It’s hard to find much information about Laem Sak on the internet, which now, after having spend 5 days there makes me wonder – how on earth did we end up there?! It is a little out of the beaten path. (Well, it was because I had booked an amazing Airbnb villa on Koh Yao Noi for a week over Christmas but at the last minute it was cancelled by the owner. With two days before leaving on my own with three children, I panick-booked a tree house – in Laem Sak based on good reviews and the fact that it was non-touristy… I figured we could use it as a base to explore Phang Nga. To tell the truth, I didn’t have time to do very much research, I figured I’ll do that later but later never came…)
We turned up to Langley Homestay and although the staff was very friendly and the food good, we didn’t want to spend Christmas in a damp treehouse with mattresses on the floor and dirty sheets. We walket through the small but spread out town of Laem Sak feeling uneasy. The women were friendly but the men didn’t appear to be at first. People were looking us up and down and I realized that this place does not see many foreigners. It felt very different from the very friendly Thais we had encountered the week before. With the children firmly in my hands, armed with friendly smiles we set off in search for a new hotel. We found the only other place in town and that changed everything. What I initially thought would be a disastrous stay actually turned out to be my favourite stay in Thailand.

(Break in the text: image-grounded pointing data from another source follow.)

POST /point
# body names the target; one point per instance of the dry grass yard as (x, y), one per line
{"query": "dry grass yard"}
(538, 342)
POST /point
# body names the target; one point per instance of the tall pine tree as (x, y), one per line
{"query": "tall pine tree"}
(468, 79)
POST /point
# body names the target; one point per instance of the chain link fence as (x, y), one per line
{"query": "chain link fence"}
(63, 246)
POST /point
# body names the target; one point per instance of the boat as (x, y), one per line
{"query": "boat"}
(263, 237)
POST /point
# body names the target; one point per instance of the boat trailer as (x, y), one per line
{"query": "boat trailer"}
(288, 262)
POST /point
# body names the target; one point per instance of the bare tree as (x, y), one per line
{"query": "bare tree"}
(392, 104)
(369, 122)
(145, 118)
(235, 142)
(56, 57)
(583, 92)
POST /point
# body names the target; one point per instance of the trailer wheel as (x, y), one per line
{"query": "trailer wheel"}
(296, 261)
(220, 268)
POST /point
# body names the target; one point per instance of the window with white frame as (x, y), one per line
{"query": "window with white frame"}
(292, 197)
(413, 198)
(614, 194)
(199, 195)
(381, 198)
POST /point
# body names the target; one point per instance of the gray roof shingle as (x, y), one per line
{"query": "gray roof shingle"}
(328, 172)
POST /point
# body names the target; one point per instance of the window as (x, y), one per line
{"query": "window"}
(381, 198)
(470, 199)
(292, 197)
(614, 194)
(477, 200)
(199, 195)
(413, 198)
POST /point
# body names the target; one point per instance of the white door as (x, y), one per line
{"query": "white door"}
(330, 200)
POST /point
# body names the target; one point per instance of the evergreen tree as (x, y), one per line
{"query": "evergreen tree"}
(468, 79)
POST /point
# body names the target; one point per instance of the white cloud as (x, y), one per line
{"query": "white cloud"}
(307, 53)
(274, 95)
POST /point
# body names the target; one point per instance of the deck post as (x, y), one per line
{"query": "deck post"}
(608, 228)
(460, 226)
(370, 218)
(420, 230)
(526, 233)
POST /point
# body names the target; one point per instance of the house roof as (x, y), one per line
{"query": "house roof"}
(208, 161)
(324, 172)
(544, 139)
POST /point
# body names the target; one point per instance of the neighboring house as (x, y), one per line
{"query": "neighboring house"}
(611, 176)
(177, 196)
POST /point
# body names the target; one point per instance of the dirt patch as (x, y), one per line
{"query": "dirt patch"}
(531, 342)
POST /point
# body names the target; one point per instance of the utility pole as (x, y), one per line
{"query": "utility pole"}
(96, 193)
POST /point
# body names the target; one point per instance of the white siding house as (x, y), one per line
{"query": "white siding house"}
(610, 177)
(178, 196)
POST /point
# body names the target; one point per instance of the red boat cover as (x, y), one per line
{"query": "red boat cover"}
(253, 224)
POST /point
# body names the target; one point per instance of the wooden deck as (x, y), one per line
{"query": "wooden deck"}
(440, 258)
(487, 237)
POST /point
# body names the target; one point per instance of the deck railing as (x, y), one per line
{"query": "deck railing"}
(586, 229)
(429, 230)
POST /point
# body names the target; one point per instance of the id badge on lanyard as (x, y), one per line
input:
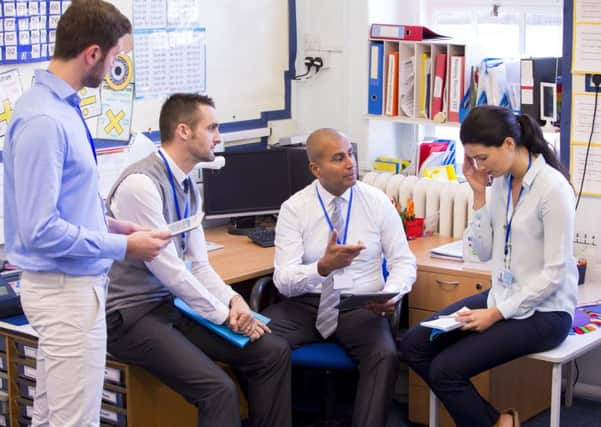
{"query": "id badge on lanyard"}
(342, 279)
(505, 276)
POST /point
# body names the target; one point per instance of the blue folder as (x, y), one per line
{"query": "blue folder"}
(376, 77)
(221, 330)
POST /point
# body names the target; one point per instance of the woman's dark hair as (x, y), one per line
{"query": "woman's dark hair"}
(489, 125)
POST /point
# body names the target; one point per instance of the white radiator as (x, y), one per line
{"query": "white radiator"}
(446, 206)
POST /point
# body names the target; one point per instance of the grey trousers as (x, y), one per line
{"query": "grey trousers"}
(181, 354)
(367, 339)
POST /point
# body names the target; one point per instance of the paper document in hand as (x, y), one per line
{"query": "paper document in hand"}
(447, 322)
(185, 224)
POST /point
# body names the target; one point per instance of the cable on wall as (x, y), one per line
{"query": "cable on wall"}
(596, 80)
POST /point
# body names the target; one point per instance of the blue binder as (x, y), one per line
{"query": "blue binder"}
(376, 77)
(221, 330)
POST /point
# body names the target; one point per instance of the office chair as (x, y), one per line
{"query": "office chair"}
(326, 357)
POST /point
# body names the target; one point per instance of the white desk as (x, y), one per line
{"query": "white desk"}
(573, 347)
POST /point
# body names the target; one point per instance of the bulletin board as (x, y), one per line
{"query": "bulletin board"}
(585, 129)
(244, 69)
(247, 60)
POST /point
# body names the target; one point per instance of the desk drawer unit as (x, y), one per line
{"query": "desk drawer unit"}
(113, 416)
(25, 410)
(3, 382)
(26, 369)
(434, 291)
(26, 350)
(26, 388)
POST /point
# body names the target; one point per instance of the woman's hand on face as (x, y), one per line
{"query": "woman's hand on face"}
(477, 179)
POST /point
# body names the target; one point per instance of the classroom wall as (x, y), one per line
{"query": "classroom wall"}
(247, 55)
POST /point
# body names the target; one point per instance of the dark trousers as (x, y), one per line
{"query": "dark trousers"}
(180, 353)
(366, 338)
(448, 361)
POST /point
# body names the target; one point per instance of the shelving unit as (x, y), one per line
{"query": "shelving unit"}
(418, 60)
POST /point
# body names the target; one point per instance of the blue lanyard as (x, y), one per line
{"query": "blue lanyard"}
(90, 139)
(348, 216)
(172, 182)
(509, 220)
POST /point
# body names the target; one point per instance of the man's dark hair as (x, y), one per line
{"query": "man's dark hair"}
(89, 22)
(180, 108)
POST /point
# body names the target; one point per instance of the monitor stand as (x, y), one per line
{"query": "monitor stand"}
(242, 225)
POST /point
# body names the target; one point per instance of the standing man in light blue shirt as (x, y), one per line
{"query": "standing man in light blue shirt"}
(55, 227)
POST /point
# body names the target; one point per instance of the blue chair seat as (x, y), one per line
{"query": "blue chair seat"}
(322, 356)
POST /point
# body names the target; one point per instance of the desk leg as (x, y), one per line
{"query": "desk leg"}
(555, 395)
(570, 377)
(433, 416)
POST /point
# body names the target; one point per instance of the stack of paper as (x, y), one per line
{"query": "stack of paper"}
(452, 251)
(446, 323)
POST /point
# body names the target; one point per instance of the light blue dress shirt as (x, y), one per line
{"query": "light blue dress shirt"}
(53, 214)
(542, 231)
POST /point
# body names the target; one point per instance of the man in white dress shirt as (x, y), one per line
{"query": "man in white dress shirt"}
(146, 329)
(331, 237)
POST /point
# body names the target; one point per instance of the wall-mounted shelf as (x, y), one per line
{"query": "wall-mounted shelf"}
(416, 81)
(410, 120)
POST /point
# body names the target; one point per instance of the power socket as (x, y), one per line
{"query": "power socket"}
(586, 245)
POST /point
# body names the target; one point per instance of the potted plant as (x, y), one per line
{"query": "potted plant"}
(414, 227)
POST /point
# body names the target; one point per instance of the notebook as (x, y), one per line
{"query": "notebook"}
(446, 322)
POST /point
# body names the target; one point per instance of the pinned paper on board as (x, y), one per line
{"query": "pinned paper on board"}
(90, 102)
(10, 91)
(115, 121)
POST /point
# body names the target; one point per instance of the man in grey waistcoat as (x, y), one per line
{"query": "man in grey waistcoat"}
(145, 328)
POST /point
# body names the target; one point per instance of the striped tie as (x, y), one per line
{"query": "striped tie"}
(327, 315)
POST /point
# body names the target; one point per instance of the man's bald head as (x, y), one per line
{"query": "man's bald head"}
(331, 160)
(315, 142)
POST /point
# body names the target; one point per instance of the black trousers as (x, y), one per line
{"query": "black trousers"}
(365, 336)
(180, 353)
(448, 361)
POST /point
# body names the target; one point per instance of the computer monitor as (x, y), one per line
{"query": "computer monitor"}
(251, 183)
(300, 174)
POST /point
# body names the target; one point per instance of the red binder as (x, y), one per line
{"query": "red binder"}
(392, 84)
(402, 32)
(438, 87)
(456, 86)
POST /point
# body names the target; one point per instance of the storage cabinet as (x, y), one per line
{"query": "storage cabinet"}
(523, 384)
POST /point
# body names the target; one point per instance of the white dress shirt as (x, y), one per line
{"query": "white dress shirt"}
(302, 234)
(138, 200)
(542, 231)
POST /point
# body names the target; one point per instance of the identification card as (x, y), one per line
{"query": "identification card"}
(343, 280)
(505, 278)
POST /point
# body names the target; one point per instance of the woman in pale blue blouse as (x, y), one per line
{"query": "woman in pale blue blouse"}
(527, 229)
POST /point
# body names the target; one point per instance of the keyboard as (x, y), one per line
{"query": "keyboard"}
(263, 236)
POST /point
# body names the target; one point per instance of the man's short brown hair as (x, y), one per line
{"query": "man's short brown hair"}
(89, 22)
(180, 108)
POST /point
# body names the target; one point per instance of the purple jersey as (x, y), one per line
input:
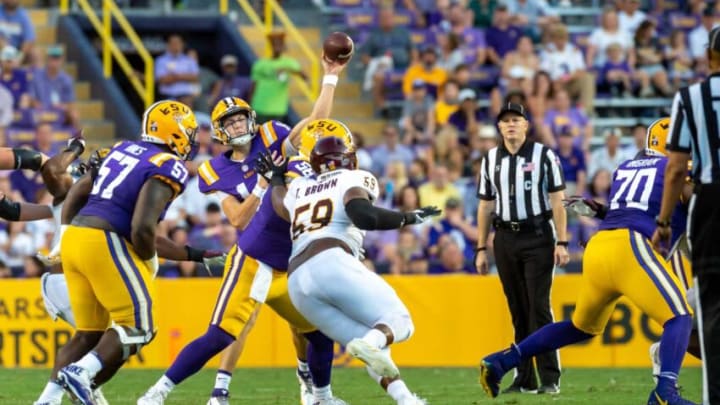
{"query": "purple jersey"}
(121, 177)
(267, 237)
(636, 194)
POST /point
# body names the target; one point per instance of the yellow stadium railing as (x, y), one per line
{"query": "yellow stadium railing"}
(110, 10)
(272, 9)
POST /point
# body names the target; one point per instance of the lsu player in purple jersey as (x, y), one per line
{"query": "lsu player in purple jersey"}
(255, 270)
(54, 286)
(634, 270)
(112, 286)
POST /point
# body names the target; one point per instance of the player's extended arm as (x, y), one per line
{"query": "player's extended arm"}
(368, 217)
(152, 200)
(22, 211)
(323, 105)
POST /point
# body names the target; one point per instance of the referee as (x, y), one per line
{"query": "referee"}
(521, 190)
(694, 128)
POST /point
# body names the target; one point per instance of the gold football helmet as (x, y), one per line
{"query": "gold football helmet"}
(226, 107)
(170, 123)
(324, 128)
(656, 137)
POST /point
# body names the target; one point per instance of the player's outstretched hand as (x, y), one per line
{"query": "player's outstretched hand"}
(582, 206)
(272, 167)
(421, 215)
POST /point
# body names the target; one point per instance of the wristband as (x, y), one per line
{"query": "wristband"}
(258, 191)
(330, 79)
(661, 223)
(194, 255)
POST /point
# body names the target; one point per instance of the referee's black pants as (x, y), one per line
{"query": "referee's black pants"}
(705, 256)
(525, 263)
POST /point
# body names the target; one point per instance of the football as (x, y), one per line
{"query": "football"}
(338, 47)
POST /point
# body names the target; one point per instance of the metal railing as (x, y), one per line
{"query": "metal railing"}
(272, 9)
(110, 10)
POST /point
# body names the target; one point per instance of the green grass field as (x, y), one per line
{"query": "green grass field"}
(447, 386)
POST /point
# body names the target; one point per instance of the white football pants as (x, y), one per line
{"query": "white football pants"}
(55, 296)
(344, 300)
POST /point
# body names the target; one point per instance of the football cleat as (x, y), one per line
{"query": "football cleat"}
(412, 400)
(670, 398)
(100, 397)
(153, 397)
(494, 367)
(305, 380)
(378, 360)
(75, 380)
(655, 358)
(219, 397)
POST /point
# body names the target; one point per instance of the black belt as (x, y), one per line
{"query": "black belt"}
(532, 224)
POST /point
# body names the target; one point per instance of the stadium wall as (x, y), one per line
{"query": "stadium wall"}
(458, 319)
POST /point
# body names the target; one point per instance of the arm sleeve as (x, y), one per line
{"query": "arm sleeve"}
(366, 216)
(678, 138)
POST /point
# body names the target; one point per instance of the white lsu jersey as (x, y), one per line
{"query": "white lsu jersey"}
(317, 208)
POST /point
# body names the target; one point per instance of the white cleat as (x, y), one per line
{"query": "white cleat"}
(378, 360)
(99, 397)
(75, 380)
(655, 358)
(153, 397)
(412, 400)
(330, 401)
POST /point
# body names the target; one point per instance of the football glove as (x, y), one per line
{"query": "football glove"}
(272, 167)
(421, 215)
(585, 207)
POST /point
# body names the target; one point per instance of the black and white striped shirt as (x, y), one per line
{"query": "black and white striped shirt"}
(521, 183)
(694, 128)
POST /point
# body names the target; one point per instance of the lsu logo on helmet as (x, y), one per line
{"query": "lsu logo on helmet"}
(656, 137)
(170, 123)
(323, 128)
(225, 108)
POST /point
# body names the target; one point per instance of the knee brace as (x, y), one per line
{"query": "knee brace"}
(27, 159)
(132, 338)
(400, 324)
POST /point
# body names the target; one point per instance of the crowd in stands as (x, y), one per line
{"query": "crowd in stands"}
(438, 71)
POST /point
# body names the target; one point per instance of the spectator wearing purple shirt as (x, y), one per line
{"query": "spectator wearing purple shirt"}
(177, 73)
(52, 88)
(563, 114)
(14, 78)
(572, 160)
(501, 37)
(231, 84)
(16, 27)
(467, 118)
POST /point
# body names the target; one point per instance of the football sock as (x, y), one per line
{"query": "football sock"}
(52, 392)
(673, 344)
(322, 392)
(551, 337)
(320, 356)
(222, 380)
(91, 363)
(194, 356)
(376, 338)
(398, 390)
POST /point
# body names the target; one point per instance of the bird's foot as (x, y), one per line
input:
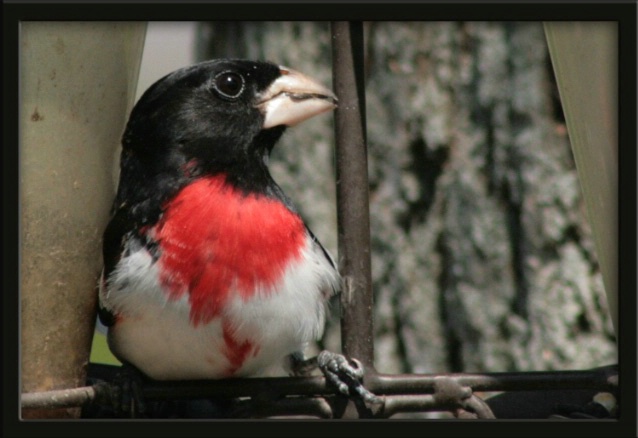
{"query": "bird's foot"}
(346, 375)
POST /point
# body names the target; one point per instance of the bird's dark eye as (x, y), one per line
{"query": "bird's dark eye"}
(229, 85)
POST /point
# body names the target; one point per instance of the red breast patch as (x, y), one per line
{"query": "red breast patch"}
(215, 239)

Mr Chau, the 4th generation Chinese owner of Bulan Asda Baba was extremely welcoming and accommodating. Three cultures have lived in peace here for hundreds of years, he explained; the Malay muslim settlers, the Chinese settlers and the original Thai people. Maybe because times were hard and they needed to help eachother, and these three groups never fought. They worked in harmony together and still live in harmony. We took many walks through Laem Sak town and the small fishing villages down by the water. People were extremely friendly and very helpful and the ones that weren’t at first were always disarmed by a smile. We had a great time at the Bulan Anda; they helped us arrange day trips with long tale boats to islands and we kayaked to nearby beaches and caves on our own. But my favourite thing to do was just walking quietly through the fishing villages lining the small peninsula, interacting with the local children and watching everyday life go by.
There are some small local eateries in town, a couple of very basic shops and a weekly market selling fruit and veg. There are a couple of homestays, a seafood restaurant and the new and modern Bulan Anda at the top of the peninsula with sea views. The population are predominantly fishermen. There is a large Thai pagoda, a few smaller mosques and a Chinese temple. There are no beaches in Laem Sak but you can hire a long tail boat and go to nearby beaches or even the beautiful but considerably more touristy Hong Islands.